ORBIS GLOBAL CAUTIOUS FUND offers a safe haven in an increasingly dangerous world

If you want reassurance about the world’s prospects for the next decade, talking to Alec Cutler is probably not the place to be.

Alec, who is co-manager Orbis Global Cautious Fund has seen a whole series of dangers on the horizon since 2019.

But if you’re looking for some safety ahead of what’s to come, his £111m fund is exactly what you want as an investor.

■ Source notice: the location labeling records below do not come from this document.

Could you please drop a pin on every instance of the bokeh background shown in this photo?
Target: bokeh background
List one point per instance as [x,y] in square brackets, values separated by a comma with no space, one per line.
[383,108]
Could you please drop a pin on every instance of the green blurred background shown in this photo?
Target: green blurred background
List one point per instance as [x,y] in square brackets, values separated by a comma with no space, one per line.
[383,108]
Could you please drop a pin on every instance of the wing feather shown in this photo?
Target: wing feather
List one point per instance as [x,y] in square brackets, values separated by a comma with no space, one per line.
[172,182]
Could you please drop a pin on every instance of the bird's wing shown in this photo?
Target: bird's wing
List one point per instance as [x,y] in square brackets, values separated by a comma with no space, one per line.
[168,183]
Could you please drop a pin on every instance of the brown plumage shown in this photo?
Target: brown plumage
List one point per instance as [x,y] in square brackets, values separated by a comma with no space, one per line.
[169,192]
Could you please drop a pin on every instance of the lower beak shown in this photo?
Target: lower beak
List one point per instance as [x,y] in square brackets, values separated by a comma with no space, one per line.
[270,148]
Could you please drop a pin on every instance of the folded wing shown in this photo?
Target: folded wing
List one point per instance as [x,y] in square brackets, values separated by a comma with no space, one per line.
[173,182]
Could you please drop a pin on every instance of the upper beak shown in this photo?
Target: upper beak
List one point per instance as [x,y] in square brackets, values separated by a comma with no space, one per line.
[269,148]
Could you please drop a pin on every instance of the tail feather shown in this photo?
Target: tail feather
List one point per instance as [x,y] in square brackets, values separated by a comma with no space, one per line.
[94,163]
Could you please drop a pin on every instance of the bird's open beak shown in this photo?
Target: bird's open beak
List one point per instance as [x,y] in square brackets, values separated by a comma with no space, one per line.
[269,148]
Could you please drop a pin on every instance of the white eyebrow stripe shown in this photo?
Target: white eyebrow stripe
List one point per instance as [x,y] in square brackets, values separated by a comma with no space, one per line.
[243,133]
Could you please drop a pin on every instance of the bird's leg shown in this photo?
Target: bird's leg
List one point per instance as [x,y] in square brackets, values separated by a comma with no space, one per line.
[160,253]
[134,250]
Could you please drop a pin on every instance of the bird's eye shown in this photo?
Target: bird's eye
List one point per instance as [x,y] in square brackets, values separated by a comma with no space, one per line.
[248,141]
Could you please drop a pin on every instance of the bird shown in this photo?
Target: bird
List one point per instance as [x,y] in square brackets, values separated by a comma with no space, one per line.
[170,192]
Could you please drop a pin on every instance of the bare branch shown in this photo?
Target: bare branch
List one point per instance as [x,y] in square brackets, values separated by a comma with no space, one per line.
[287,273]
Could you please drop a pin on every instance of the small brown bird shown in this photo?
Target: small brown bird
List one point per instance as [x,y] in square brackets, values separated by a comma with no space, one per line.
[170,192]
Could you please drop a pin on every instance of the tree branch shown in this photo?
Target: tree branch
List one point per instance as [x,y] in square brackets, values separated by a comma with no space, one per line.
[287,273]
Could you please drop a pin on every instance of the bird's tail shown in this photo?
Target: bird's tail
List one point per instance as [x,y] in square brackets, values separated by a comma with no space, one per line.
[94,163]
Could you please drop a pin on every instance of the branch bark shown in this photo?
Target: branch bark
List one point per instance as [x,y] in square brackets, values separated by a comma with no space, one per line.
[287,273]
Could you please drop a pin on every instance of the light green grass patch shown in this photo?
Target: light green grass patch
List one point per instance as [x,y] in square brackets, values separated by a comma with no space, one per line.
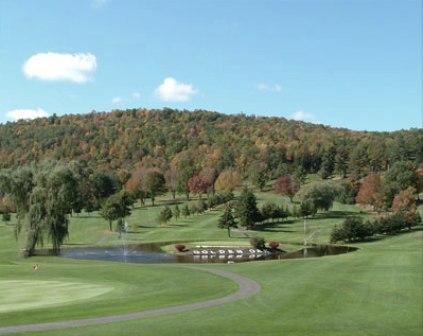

It invests in debt issued by governments around the world and some of the largest companies. It aims to generate a solid return while taking only low to medium risk.

And now Alec and his team are redoubling their efforts to reduce risk. “The outlook for the world is incredibly uncertain,” he says.

“We’ve had 30 years of relative peace, so people have come to think that this is normal. But if you look back at the last 3,000 years, 30 years of peace is about the longest you’ll get.”

Geopolitical rifts are not his only fear. Alec is also concerned about the sheer scale of spending by developed country governments.

“The US spends $1.2 trillion a year servicing its debt,” he says.

“That’s twice the annual defense budget. Three years ago it was $500 billion. The vast majority of spending is non-discretionary, so it can’t just be cut.”

Higher inflation is also at the top of Alec’s list of concerns. He sees it remaining stubbornly high due to several factors, including the move toward net zero, which he sees adding costs to businesses. The increasing power of the workforce could also be contributing, he says.

How do you prepare for these clouds on the horizon? US government debt with built-in inflation protection is one element.

The so-called US Treasury Inflation-Protected Securities (TIPS) pay out a guaranteed amount above inflation. TIPS that promise to pay out 3 percentage points above inflation would pay out 6.5 percent if inflation were 3.5 percent.

The US Federal Reserve cut interest rates for the first time in four years last week, a clear sign that the fight to get inflation under control has worked. Alec is reassured that it doesn’t matter whether the Fed is right – the portfolio is protected either way.

The fund also uses hedging products against the risk of the US dollar losing value. After all, a guaranteed income in dollars makes no sense if the dollar loses value in real terms.

Gold – both physical and mined – is another asset designed to provide protection against the tough times ahead.

Gold is often used as a store of value when inflation rises. Exposure to gold now makes up about 12 percent of the fund – up from 8 percent two years ago.

It also invests in shares of companies that Alec and his team consider to be relatively safe.

The UK market offers a wealth of this sort of thing, he says. ‘We see some great opportunities. There are world-class companies like Keller Construction, BAE Systems and Balfour Beatty. Some of them are at very low valuations.’

He mentions Keller Construction, which builds the foundations of skyscrapers, bridges and tunnels.

That is why it is often one of the first to get paid and therefore also runs the least risk.

“We were able to buy it for just five times earnings because it was so undervalued,” Alec said.

Similarly, the combined value of the cash on Balfour Beatty’s balance sheet and the infrastructure the company owns is worth more than its market capitalization.

Orbis has turned a £100 investment into £126 in three years and £130 in five years. It has outperformed its benchmark of 20-60 per cent equity portfolios (with the rest in fixed income) in one, three and five years.

The annual performance fee is 0.96 percent over five years and the stock code is BJ02KT7.